Nações Unidas se precipitou ao pedir Lula nas eleições, diz MPF


A recomendação do comitê de Direitos Humanos da ONU (Organização das Nações Unidas) foi precipitada, na avaliação do MPF (Ministério Público Federal) na segunda instância. Na última sexta-feira (17), a ONU apresentou um documento ao governo brasileiro em que pede para que seja permitido ao ex-presidente Luiz Inácio Lula da Silva (PT) o exercício de seus direitos políticos. Lula está preso há mais de quatro meses.

Condenado em segunda instância no processo do tríplex, Lula está inelegível. O PT, porém, entrou com pedido de registro de sua candidatura no TSE (Tribunal Superior Eleitoral) na última quarta-feira (15). A solicitação, que já alvo de contestações, ainda será avaliada pelo ministro Luís Roberto Barroso, relator do processo.

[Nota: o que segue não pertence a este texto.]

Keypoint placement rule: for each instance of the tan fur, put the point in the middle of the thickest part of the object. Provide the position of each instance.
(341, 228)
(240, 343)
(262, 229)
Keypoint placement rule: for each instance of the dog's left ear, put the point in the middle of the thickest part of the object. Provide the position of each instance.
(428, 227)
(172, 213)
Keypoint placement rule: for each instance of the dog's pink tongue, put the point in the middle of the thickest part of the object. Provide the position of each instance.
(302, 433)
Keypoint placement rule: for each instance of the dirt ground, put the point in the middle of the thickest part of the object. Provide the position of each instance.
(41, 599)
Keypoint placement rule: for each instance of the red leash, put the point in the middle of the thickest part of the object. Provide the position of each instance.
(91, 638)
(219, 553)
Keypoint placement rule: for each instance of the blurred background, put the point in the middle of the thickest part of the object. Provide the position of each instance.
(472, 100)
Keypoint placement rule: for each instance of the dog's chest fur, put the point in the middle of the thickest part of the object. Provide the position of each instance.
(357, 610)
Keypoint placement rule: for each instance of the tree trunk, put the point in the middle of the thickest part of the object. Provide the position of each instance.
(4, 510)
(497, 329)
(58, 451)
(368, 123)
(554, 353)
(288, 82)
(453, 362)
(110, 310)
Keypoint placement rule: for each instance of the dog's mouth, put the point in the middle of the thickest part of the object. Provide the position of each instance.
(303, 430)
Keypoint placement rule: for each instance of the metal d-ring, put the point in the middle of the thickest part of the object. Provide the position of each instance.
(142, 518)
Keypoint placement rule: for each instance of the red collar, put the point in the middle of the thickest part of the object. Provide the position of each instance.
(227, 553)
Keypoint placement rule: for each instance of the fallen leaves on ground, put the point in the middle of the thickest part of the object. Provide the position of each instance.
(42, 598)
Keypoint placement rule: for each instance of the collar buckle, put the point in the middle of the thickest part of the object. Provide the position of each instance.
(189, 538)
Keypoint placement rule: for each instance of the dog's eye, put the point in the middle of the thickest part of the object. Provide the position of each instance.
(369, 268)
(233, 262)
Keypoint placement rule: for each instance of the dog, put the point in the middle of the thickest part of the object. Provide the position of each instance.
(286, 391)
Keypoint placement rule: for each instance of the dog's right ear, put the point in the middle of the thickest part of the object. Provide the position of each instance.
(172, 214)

“Precipitada, a solicitação do comitê de Direitos Humanos da ONU se torna inexequível", disse o procurador regional Mauricio Gotardo Gerum em parecer publicado nesta segunda-feira (20).
O integrante do MPF apresentou sua avaliação em um recurso em que a defesa de Lula pede ao TRF-4 (Tribunal Regional Federal da 4ª Região) para que o ex-presidente possa conceder entrevistas na prisão. Em função de sua condenação, Lula cumpre sua pena de mais de 12 anos de reclusão na Superintendência da PF (Polícia Federal) em Curitiba.

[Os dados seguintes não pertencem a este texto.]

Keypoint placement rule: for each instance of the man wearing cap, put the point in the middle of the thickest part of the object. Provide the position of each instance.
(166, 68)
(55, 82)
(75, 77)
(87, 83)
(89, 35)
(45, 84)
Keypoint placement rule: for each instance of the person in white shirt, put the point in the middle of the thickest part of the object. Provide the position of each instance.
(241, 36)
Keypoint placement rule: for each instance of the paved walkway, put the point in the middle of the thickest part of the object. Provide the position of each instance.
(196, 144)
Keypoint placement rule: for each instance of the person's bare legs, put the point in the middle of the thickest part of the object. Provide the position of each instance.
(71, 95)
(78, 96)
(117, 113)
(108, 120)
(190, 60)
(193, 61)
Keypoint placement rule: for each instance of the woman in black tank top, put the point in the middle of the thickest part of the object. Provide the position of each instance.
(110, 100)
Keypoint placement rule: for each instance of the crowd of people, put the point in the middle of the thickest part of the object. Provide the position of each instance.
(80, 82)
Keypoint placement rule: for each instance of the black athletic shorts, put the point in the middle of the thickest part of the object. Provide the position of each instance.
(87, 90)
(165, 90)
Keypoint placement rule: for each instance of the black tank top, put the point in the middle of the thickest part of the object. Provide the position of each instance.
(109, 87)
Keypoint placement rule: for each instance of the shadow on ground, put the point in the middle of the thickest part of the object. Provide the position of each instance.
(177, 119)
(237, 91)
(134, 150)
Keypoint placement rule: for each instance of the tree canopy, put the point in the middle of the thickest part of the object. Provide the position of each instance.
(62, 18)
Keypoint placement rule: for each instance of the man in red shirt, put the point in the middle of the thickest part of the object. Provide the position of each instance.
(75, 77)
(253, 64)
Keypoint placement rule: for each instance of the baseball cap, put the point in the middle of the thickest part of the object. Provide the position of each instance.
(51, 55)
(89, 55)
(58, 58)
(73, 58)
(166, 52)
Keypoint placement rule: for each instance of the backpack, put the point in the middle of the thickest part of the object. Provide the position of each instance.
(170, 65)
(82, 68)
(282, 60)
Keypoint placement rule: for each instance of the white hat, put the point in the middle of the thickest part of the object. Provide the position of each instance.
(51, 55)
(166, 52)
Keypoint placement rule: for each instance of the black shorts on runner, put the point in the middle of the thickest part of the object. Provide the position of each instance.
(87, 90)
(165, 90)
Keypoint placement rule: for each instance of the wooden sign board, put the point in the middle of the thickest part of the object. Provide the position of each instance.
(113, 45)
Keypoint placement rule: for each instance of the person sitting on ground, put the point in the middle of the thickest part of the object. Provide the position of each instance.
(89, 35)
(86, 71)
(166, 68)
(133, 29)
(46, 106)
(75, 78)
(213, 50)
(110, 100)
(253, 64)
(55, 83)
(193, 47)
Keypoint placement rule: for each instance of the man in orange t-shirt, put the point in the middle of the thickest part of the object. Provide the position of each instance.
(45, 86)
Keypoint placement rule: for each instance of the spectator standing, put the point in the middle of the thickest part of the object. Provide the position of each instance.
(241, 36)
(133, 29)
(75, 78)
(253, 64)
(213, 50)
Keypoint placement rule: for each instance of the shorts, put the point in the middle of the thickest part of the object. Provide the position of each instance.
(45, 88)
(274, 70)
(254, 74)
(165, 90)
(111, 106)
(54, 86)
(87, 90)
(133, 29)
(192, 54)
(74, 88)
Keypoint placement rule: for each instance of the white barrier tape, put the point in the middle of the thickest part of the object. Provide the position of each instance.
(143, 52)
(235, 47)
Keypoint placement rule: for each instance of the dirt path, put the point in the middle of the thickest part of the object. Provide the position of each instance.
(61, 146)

No documento, o procurador diz que Lula está inelegível não por estar preso, mas por ter sido condenado pelo TRF-4 por corrupção passiva e lavagem de dinheiro, o que o enquadra na Lei da Ficha Limpa, sancionada pelo petista em 2010. Para ele, o documento do comitê foi baseado na "premissa equivocada" de Lula estar fora da disputa por estar na prisão.

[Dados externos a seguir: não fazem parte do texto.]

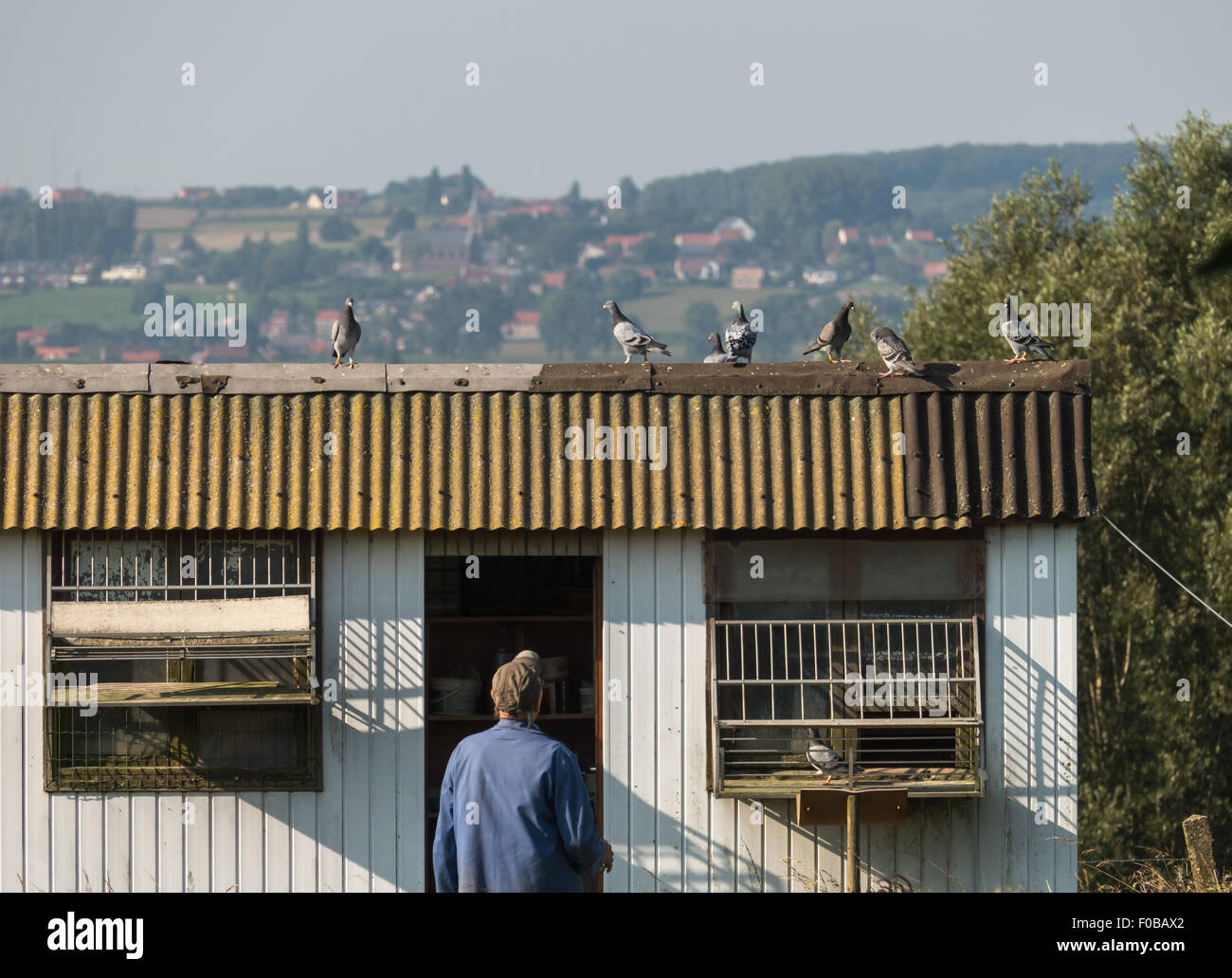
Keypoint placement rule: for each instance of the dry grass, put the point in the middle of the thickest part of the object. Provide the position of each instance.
(1154, 874)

Apesar da resposta positiva que recebeu do comitê da ONU, a defesa de Lula não chegou a notificar o fato em recurso ao TRF-4. A manifestação do MPF tem como base o noticiário, que divulgou a recomendação. O procurador diz que o comitê não chegou a considerar a Lei da Ficha Limpa ao apresentar o documento. "Essa lei, cuja constitucionalidade já foi afirmada pelo STF, nada tem que possa ser visto como atentatório aos direitos humanos. Ao contrário. Representa inequívoca evolução do sistema eleitoral brasileiro, constituindo ainda importante mecanismo de aprimoramento na luta contra a corrupção".